Quite possibly the worst mix of thoughts on recent papers, Orthomyxoviridae fandom, unsought thoughts on data-vis, and unsubstantiated opinions on a variety of topics on the internet. I often have strong opinions on matters with little thought going into them, but am also ready and willing to be proven wrong. Occasionally it’s something I do know, and most often it’s stuff no one cares about.

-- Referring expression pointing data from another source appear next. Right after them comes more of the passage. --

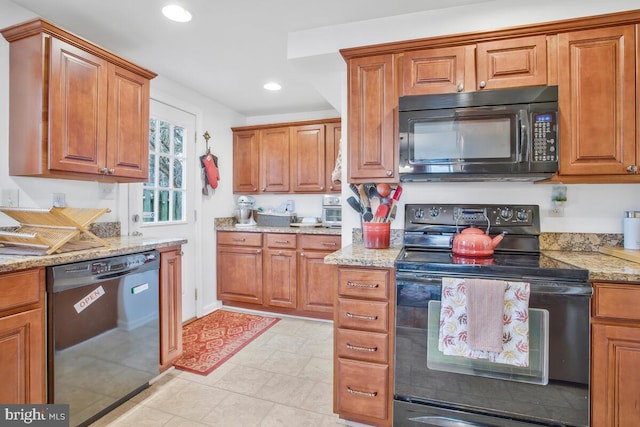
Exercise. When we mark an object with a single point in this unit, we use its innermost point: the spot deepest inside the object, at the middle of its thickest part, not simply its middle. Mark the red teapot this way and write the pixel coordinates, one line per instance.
(474, 242)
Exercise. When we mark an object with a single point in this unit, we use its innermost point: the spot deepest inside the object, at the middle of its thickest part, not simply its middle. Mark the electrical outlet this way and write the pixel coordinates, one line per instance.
(10, 198)
(556, 211)
(59, 200)
(107, 190)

I get it. It was the first session on the third day of the meeting, you weren’t entirely over the jet-lag, slightly hungover and conference hypoxia had fully set in. With the wonders of modern technologies you can rewind time back and look through my talk again.
Outside of science
I’m a cyclist (note the lack of “avid”). Apart from cycling to work I dabble in bicycle touring, which allows me to combine the mind blowing concept of covering large distances with muscle power and exploring Lithuania. The first bike tour through Lithuania I organised was a mixed success. The backbone of my tours is manors and manor estates, many of which have been resurrected recently.

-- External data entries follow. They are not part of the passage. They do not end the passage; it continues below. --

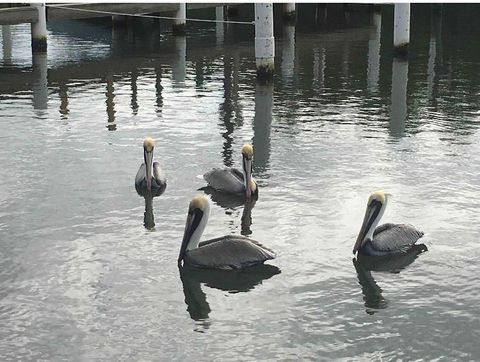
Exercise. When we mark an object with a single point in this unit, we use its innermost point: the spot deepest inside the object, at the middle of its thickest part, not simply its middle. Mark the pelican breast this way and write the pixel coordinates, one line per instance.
(226, 179)
(389, 238)
(228, 252)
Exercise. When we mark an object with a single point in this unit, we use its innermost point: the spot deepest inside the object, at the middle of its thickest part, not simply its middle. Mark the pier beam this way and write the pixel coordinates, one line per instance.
(179, 24)
(401, 31)
(289, 12)
(39, 29)
(264, 40)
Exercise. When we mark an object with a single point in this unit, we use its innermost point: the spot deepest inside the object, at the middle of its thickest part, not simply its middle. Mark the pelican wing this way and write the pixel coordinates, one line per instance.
(158, 174)
(228, 252)
(395, 237)
(226, 179)
(140, 177)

I am also a big fan of terrible films. I used to organise bad movie nights during my time in Edinburgh. You can have a look at an analysis of what films my friends and I have shown at bad movie nights here. One of my proudest achievements in Edinburgh has been the discovery of Die Hard Dracula.
As a user of matplotlib I love data visualisation. Data are easy to display, but often difficult to display in a way that is both accurate and is interpreted correctly by the reader. Aesthetics are also often overlooked when designing figures. There might be brave souls out there who can calmly look at magenta comic-sans axis labels, but I’m not one of them.